Nightlife on the Volcano
Story by Thatcher Moats
Photo by Megan Spelman
Kaimu-Chain of Craters Road on the southeast of Hawai‘i Island ends abruptly at a wall of rock. It’s here that lava from Kilauea crossed the highway almost twenty-five years ago to form the ultimate roadblock. This remote end of the highway feels like the edge of the world, and it sort of is; beyond it is a barren expanse of lava.
But every Wednesday at sunset, the lonely village at the end of the road becomes a festive scene: the Kalapana Night Market. Locals, tourists, old hippies and families with kids flock to the collection of metal-roofed pavilions and tents known as Uncle’s ‘Awa Club for live music, food, drinks, crafts, fresh produce and, perhaps most of all, each other’s company.
“It’s a gathering place for people in our community, and I know they look forward to it every Wednesday,” says Uncle Robert Keli‘iho‘omalu, the 75-year-old owner of the ‘awa bar that bears his name. “They enjoy each other’s company and are like brothers and sisters, and to me, when I see that, my heart is filled with joy.”
The night market, like the town of Kalapana itself, almost wasn’t. The Kilauea lava flow that began in 1983 and buried most of the town of Kalapana in 1990 came to the very edge of Uncle Robert’s property, but he and his family didn’t evacuate. His wife stayed and wept and prayed near the slow-moving flow, and in the end Pele spared their land. A few feet from a stage where the band is strumming Hawaiian songs on ‘ukulele and guitars, the ground rises a couple of feet, marking the lava flow’s edge.

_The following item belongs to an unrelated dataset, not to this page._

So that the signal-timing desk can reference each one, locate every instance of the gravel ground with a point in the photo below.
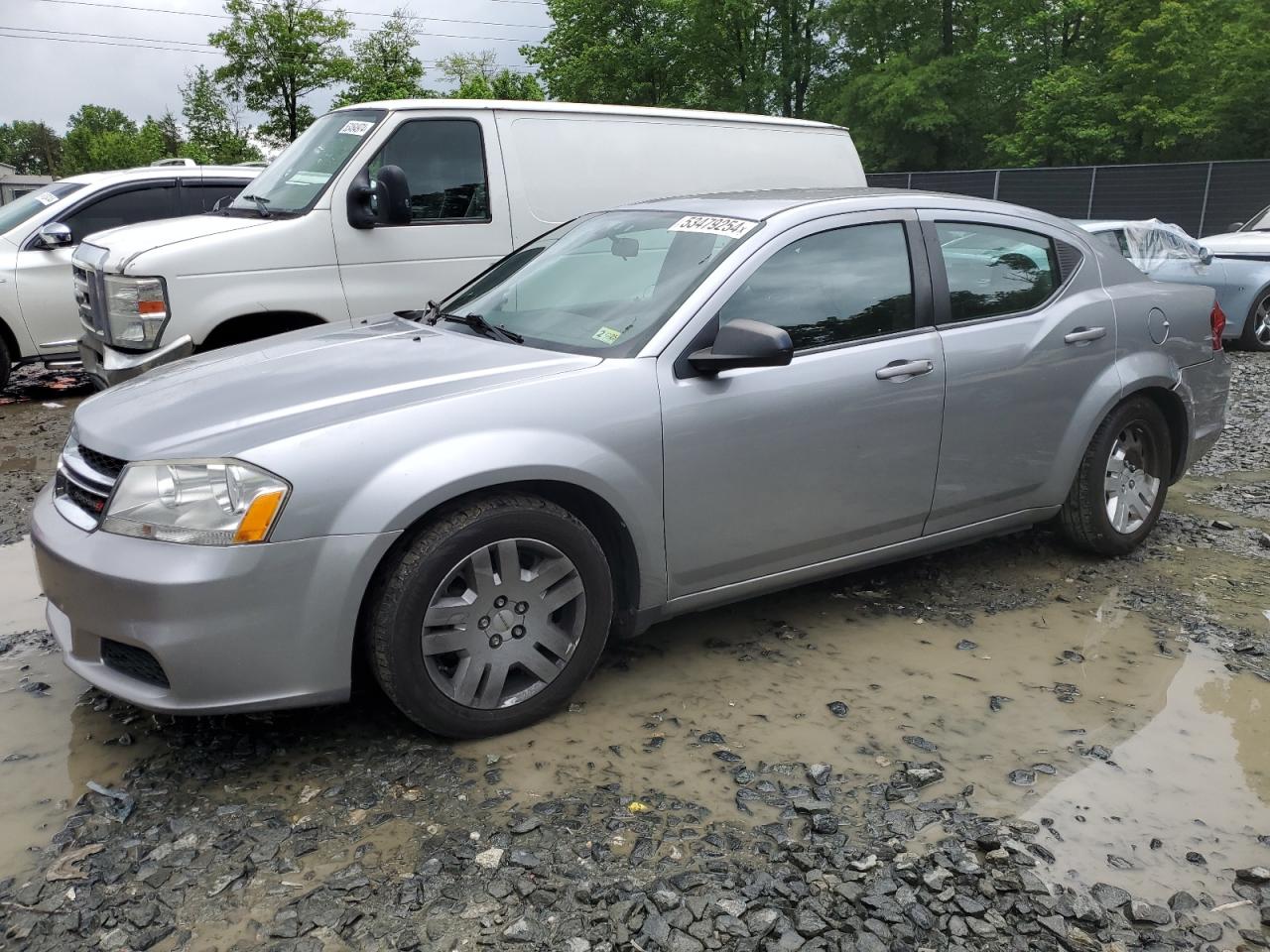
(344, 829)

The night market is nothing if not eclectic. You can down kombucha, Jell-O shots or ice-cold beer. You can buy jewelry, honey, orchids or gelato. You can dine on wood-fired pizza, barbecue or Thai food, among others. And of course you can drink ‘awa till the wee hours. The crowd is just as diverse, and Uncle Robert points out that “all kinds” come out as the daylight fades and makes silhouettes of the palm trees. Taken together the night market adds up to a happy, distinctly Hawaiian vibe. “I believe God intended us to be together with aloha,” says Uncle Robert. “At the end of the road, aloha begins.”